The indexed/structured variable annuity product has generally found a Goldilocks spot in the market for accumulation-stage, risk-managed investment products. It offers more downside protection than a typical variable annuity and more upside potential than a typical FIA or other fixed income investment. As an insurance product, it also offers tax-deferred growth. While this product type is not designed to produce income, a contract owner can convert the assets to a retirement income stream.
With structured variable annuities, as with fixed indexed annuities (FIAs), the life insurance company typically invests the client’s premium in its general account and uses part of the income to buy options or other derivatives on the movement of an equity index such as the S&P 500 Index, an exchange-traded fund (ETF), or a customized benchmark.
Structured variable annuities have steadily grown in popularity over the past decade, since AXA (now Equitable) introduced the first one in 2010. They are not as sensitive to interest rate movements as FIAs; the recent drop in rates has reduced their potential yields. Issuers can also offer higher potential yields on structured variable annuities because the contract owners bear a limited risk of loss–either up to a “floor” or beyond a “buffer.”
Sales of structured variable annuities (also called Registered Index-Linked Annuities or RILAs) jumped 55% in 2019 over 2018, to $17.4 billion, according to the LIMRA Secure Retirement Institute. That’s far below 2019 sales of FIAs ($73.5 billion). But in the fourth quarter of 2019, FIA sales were down 13% from the fourth quarter of 2018 while RILA sales were up 39% over that span of time.
FlexGuard offers three crediting strategies: A point-to-point cap rate strategy that can work like a typical FIA; a “Tiered” Participation Rate strategy, and a Step Rate Plus strategy. Returns can be linked either to the S&P 500 Index or the MSCI-EAFE, which holds shares in companies in 21 developed countries outside the U.S. and Canada.
Point to point with a cap strategy. The investor can get the index return up to a cap over a crediting period of either one year, three years or six years. As for downside protection, the investor can choose to accept all loss beyond 10% over a one-year or three-year term, or zero loss over one year (with the S&P 500 Index only). Those who choose a three-year term can elect a buffer of 10% or 20%. Those who choose a six-year term 20% buffer, which means they accept net losses beyond the first 20%.
Tiered Participation Rate strategy. This strategy is for people willing to commit their money for the maximum six-year term. The investor earns 100% of the index return up to a cap (20%, for example) and 130% of any gain above the cap. If the index rose 80% in six years, the investor would get 20% plus 78% (1.3 x 60%) for a total of 98% over six years. The product has a 10% buffer.
Step Rate Plus strategy. In this strategy, available only with a one-year term, the investor earns a “step” rate (6%, for instance) if the index gain is positive but equal to or less than the step rate. If the gain exceeds the step rate, the investor earns (“participates in”) 90% of the total gain.

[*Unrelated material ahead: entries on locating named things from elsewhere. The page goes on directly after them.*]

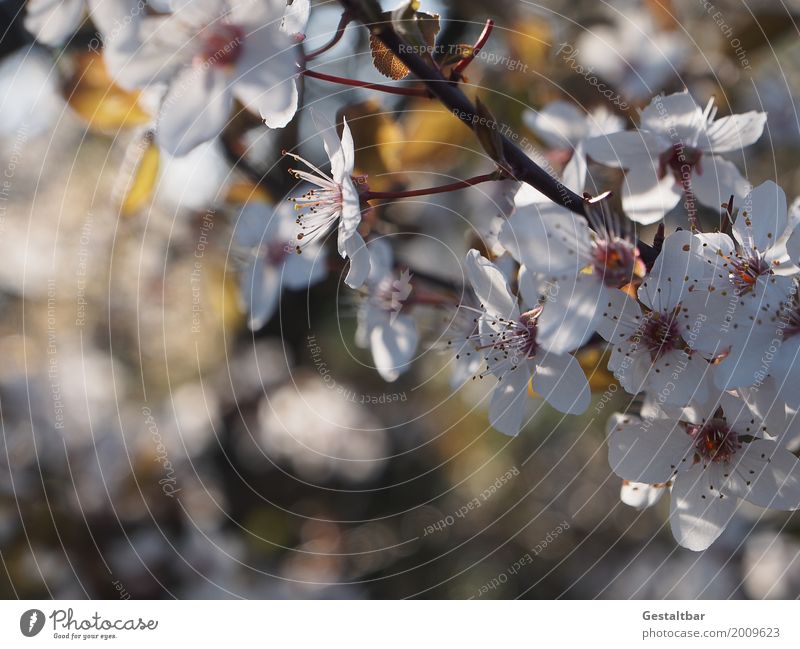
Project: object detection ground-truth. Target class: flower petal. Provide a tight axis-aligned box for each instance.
[733,180,788,252]
[698,110,767,153]
[343,232,371,288]
[619,480,667,509]
[622,159,683,225]
[536,273,608,354]
[725,439,800,511]
[489,362,531,435]
[369,313,417,383]
[691,156,750,210]
[466,250,519,320]
[670,464,738,552]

Unlike smaller annuity issuers, which buy the options for their FIAs and structured variable annuities from investment banks, Prudential creates its hedging strategies in-house, with help from financial engineers at Prudential Global Investment Management (PGIM).
Prudential’s fee-based MyRock variable annuity added a new “Dynamic Income Benefit” in April 2020 and an expanded fund lineup earlier in the year. “It provides greater market upside income potential, investment control and flexibility, lower cost compared to most other variable annuity income benefits, and the ability to carry over unused income from one year to the next,” a Prudential release said.
AIG adds new index to its Power Series FIAs
AIG Life & Retirement, a division of American International Group, Inc., has added the new Legg Mason Quality Dividend Index, which was developed exclusively for The Power Series of index annuities, from AIG member company American General Life Insurance Company. It will be distributed primarily through independent broker-dealers, banks and other financial institutions.
The Legg Mason Quality Dividend Index holds mainly high-quality dividend-paying stocks. It uses a “rules-based process to dynamically allocate between high dividend-paying stocks, stocks with high levels of price stability, and cash,” according to an AIG release. The allocation among stocks is adjusted monthly. Cash positions are managed daily.